Desde mi noche...Desde la quietud de la noche...
cuando el firmamento es iluminado por las estrellas
estás se hacen dueñas de mis confidencias,
mis pensamientos, mis temores, angustias,
ilusiones, dolores, amores y... sueños.
Mirando hacia arriba en la noche estrellada.
logro siempre descubrir ese Lucero
que mana de el para mí su luminosidad
queriéndome así, iluminar el sendero
y hacer más llevadera, esa cruz, que a veces se instala en mi interior.
El lucero que se deja ver en la madrugada
lo puedo contemplar brillando con sus destellos.
¡Ay! hoy no te veo… por qué...
Te has cansado de brillar?...
o acaso no te pueda yo ver...
Quizás alguna nube traviesa te está tapando?...
Eso no puede ser pelea con esa nube
para que así yo te puede ver
me harás caso?... mira que no te veo
y triste… muy triste me estoy poniendo.
¡Ay!
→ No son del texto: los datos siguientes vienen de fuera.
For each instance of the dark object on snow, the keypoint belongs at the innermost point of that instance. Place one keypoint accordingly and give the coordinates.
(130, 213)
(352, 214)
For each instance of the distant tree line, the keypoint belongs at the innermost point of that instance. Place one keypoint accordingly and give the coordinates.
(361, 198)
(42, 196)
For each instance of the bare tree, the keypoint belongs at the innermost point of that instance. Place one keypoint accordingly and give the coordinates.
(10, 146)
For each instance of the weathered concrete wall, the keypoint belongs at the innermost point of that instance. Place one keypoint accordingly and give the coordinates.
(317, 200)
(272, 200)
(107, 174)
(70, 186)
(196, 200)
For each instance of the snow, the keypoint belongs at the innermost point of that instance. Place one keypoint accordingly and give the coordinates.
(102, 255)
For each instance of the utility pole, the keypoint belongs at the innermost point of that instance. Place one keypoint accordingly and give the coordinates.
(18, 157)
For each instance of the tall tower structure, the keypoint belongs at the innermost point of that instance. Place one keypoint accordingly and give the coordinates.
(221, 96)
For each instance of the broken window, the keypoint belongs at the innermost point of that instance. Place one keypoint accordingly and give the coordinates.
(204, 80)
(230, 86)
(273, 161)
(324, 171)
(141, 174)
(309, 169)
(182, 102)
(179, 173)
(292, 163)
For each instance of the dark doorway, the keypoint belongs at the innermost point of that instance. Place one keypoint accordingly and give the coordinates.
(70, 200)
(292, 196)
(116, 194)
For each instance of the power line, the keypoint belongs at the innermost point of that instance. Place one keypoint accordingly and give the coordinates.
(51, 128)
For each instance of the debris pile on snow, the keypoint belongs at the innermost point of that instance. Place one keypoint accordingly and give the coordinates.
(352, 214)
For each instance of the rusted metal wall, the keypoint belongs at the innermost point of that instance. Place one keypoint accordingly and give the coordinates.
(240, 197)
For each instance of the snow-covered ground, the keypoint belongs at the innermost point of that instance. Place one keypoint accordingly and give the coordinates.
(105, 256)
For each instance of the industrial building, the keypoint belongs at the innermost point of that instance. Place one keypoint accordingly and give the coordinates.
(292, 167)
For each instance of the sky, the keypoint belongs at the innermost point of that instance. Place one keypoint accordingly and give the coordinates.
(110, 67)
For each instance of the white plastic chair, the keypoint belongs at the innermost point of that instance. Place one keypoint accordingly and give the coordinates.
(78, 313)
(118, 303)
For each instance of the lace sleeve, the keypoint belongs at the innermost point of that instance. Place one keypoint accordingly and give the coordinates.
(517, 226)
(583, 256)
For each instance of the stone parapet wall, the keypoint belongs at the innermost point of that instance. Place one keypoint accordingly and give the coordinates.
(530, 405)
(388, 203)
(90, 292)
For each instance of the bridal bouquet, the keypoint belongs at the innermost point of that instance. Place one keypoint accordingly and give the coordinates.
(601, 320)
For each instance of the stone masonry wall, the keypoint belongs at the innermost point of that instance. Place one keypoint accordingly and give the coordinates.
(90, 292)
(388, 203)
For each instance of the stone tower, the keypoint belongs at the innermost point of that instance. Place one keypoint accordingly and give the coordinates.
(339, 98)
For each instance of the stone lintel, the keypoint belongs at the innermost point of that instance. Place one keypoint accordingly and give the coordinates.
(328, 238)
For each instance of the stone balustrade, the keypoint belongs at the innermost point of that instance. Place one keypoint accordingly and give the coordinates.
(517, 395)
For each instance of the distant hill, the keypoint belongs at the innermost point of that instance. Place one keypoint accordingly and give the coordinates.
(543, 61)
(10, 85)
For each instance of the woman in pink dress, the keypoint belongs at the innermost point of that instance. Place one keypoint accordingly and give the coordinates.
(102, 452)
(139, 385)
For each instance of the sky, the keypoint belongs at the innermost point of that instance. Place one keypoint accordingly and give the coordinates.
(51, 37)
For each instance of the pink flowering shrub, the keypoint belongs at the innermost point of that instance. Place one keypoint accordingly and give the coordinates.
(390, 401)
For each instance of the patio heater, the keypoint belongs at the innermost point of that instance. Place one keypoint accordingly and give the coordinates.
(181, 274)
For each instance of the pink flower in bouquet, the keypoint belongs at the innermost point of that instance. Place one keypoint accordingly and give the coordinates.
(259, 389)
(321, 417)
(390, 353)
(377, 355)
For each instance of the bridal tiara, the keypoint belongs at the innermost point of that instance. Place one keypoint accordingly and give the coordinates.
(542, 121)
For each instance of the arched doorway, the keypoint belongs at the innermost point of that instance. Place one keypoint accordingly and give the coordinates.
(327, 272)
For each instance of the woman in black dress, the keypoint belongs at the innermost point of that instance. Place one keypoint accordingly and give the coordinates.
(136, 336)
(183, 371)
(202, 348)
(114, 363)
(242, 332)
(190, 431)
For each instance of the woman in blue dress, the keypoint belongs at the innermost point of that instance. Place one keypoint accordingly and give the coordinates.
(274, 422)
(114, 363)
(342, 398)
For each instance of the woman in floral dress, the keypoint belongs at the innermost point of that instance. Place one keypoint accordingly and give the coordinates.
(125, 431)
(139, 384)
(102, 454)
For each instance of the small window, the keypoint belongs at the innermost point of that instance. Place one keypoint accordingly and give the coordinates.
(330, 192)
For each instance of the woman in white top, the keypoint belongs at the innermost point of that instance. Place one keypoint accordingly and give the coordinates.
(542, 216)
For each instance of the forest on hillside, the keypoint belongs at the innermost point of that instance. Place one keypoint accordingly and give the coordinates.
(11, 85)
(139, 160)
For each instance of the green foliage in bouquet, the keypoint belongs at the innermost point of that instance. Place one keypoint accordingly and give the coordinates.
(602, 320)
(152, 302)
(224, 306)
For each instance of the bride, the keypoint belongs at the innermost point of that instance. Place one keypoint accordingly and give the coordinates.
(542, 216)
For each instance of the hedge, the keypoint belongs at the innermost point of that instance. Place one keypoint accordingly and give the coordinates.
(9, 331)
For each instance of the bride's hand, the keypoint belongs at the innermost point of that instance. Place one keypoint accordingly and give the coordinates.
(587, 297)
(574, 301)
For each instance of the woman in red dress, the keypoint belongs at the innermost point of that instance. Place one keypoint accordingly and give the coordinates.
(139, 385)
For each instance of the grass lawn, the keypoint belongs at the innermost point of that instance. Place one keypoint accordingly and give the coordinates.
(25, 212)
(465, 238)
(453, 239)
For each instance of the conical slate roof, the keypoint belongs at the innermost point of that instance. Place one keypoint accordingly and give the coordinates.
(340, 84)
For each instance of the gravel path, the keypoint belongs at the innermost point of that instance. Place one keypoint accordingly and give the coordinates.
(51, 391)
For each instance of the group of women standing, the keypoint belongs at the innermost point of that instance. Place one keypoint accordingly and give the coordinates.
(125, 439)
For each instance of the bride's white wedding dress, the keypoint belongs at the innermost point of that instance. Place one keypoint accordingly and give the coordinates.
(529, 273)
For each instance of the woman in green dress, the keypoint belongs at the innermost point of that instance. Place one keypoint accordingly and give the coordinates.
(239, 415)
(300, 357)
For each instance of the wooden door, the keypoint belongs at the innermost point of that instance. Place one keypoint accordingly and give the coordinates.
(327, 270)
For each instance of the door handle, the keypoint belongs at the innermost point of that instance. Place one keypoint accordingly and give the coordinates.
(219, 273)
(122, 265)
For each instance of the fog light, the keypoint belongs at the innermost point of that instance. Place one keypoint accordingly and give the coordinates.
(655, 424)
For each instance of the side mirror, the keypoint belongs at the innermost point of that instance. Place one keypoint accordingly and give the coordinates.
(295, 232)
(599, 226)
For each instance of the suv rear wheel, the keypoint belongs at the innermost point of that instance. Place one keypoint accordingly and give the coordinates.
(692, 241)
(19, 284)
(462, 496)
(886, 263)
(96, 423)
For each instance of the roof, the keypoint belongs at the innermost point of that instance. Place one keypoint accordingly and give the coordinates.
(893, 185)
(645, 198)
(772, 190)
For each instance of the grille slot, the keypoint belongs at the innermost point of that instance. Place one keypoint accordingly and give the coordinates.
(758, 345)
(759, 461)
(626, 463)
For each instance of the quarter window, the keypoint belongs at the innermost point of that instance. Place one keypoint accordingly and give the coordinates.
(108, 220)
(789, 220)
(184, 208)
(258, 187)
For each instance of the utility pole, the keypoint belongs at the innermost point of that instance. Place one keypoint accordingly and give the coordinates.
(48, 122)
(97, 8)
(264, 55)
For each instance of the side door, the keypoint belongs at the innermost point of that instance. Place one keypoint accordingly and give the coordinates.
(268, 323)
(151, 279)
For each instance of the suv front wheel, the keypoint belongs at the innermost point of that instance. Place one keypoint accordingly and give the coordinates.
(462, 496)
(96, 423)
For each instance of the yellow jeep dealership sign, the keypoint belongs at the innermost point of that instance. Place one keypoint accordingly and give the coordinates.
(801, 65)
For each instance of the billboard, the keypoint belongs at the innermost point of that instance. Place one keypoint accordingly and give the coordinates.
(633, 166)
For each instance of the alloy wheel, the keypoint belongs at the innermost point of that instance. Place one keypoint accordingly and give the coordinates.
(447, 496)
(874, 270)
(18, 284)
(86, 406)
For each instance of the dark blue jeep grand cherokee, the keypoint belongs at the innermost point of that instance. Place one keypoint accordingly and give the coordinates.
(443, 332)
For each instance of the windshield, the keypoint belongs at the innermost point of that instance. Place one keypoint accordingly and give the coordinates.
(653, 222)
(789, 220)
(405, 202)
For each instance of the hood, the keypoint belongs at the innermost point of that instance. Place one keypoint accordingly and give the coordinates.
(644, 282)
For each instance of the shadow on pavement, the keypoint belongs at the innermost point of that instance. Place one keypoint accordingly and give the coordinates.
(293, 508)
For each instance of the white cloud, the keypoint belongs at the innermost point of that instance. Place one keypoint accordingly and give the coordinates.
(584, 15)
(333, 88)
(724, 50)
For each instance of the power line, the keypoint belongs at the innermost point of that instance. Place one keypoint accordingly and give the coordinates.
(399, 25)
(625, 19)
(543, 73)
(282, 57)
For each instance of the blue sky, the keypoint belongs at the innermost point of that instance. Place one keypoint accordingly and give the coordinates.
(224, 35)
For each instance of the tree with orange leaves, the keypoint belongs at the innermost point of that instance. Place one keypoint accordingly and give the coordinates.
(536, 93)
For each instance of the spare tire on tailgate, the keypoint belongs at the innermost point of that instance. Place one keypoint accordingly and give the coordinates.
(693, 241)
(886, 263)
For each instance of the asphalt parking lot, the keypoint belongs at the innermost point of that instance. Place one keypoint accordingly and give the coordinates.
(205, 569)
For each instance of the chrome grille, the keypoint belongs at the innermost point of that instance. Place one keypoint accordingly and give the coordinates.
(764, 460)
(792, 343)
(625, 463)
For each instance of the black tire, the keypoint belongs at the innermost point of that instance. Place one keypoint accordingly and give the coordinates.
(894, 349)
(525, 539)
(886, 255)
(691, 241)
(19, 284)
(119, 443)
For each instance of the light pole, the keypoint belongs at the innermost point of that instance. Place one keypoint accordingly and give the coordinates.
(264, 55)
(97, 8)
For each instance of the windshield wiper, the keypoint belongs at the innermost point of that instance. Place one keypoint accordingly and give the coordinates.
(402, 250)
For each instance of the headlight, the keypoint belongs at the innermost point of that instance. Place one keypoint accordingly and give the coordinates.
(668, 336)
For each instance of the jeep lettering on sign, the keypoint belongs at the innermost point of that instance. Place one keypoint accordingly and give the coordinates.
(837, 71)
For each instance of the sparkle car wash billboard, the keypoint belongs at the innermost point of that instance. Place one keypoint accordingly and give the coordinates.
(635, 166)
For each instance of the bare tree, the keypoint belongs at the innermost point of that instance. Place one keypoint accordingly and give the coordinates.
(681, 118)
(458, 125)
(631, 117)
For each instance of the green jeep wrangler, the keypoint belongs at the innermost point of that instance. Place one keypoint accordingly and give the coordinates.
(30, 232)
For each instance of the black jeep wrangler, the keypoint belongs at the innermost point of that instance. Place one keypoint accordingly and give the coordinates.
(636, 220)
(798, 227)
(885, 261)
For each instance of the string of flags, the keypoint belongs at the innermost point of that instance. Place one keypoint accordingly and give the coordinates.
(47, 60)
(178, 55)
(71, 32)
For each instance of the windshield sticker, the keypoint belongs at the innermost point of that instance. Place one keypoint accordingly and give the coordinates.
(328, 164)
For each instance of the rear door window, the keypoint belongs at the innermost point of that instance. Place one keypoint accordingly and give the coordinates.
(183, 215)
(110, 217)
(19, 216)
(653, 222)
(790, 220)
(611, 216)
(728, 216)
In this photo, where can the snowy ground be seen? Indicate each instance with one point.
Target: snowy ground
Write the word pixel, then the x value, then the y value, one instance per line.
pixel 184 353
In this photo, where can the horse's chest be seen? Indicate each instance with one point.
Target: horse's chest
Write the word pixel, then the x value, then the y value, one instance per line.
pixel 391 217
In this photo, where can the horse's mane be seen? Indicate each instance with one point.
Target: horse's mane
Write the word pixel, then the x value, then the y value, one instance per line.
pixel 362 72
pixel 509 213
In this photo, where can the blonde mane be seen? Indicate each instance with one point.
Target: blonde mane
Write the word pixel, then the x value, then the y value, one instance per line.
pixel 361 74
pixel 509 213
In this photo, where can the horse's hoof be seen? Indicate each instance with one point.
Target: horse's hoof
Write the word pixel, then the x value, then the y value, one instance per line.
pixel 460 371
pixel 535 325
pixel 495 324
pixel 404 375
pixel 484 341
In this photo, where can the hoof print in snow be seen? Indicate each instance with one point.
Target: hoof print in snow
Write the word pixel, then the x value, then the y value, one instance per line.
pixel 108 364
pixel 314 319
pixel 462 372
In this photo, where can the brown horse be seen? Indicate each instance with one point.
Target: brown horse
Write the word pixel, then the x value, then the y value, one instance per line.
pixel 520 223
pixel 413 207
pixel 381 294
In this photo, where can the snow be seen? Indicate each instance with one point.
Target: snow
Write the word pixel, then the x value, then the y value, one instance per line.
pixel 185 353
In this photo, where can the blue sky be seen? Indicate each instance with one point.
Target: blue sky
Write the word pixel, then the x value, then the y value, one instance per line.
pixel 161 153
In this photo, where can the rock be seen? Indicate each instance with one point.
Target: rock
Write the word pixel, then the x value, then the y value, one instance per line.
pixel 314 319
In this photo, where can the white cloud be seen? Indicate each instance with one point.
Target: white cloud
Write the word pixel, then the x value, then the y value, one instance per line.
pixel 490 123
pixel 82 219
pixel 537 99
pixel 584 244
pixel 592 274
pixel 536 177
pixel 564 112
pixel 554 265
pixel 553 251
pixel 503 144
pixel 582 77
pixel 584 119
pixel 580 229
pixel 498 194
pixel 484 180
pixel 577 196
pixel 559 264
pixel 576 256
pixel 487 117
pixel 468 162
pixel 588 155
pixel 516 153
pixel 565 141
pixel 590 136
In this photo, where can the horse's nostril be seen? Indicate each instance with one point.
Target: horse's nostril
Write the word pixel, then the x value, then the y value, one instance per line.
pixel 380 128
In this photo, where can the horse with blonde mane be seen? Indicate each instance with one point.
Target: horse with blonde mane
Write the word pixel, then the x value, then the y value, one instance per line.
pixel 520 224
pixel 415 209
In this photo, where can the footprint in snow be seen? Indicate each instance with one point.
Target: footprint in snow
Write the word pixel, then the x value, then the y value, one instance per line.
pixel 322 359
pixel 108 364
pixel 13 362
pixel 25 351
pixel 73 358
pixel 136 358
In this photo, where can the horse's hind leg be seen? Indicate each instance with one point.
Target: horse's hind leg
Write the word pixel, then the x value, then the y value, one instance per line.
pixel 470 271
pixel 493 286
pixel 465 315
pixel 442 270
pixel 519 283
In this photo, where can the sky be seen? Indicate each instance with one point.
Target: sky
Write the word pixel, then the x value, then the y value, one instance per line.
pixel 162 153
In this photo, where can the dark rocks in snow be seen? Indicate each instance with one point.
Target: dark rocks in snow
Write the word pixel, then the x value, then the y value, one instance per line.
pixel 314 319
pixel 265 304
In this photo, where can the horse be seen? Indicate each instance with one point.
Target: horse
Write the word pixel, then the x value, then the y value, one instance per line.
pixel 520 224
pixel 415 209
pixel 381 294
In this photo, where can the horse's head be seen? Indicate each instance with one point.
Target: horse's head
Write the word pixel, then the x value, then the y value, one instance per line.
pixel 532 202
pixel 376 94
Si yo pudiera
hablar con ese Lucero
pero está vez a mí forma...
porque es muy terco y quiere siempre hacerlo a la suya
creo que ahora ya me va tocando a mí...
No te escudes en que me tienes ganada
porque traviesa soy... y algo inventaré yo
sí tunante me tienes robada mi Alma
y presa estoy en tu cárcel siempre a tu manera
y ya sabes que soy libre por naturaleza...
Podría ya cansarme de esa tu manera
y decirte ahora me toca a mí
sabes que me gusta ser yo misma
y te puedo salir por peteneras
siempre jugando limpio eso sí...
Te estoy avisando
luego lucero mío no me llores
o me digas que no creo en ti...
claro que creo y mucho
pero no te veo y eso me hace infeliz...
Si por un momento yo pudiera
expresarle toda mi gratitud
pero a mi manera que ya me va tocando…
Pedirte que mi Alma que bien sabes es tuya
necesita ser como siempre… ella misma…
Y… expresarse como es ella, segura.
A veces, incluso altiva
Porque soy así y no sé mentir
y menos doblegarme porque rebelde nací
nunca he tenido miedo a nada ni a nadie.
Pero eres tan sólo un Lucero
entre miles y miles de estrellas
que, acompañado por ellas
sé que a tu manera estás ahí para mí
pero háblame, dime algo...
Porque sé que desde tu cielo...
Siempre, siempre porque me adoras...
Sé que te preocupas por mí
y de alguna manera estás
aunque no te sepa ver porque te oculta
alguna traviesa nube...
A ese lucero quisiera hacerle llegar
esta pequeña misiva desde mi corazón al suyo
desde mi noche estrellada
para poder con ella rogar
que nunca, nunca me dejes de guiar.
Y regálale a mi corazón un día
la luz… de tu luminosidad
para que con las alas de mi libertad
vuele, vuele, vuele muy sigilosamente
llegando a ti y juntos podernos gozar...
Vaya… mi Lucero está ahí...
y yo no lo veía
pero le ha llegado al corazón
mi ruego y vuelve a estar ahí para mí
como siempre lo ha estado
no lo veía por la nube traviesa
él ha soplado y toda duda se ha disipado
volviendo nuevamente a brillar para mí.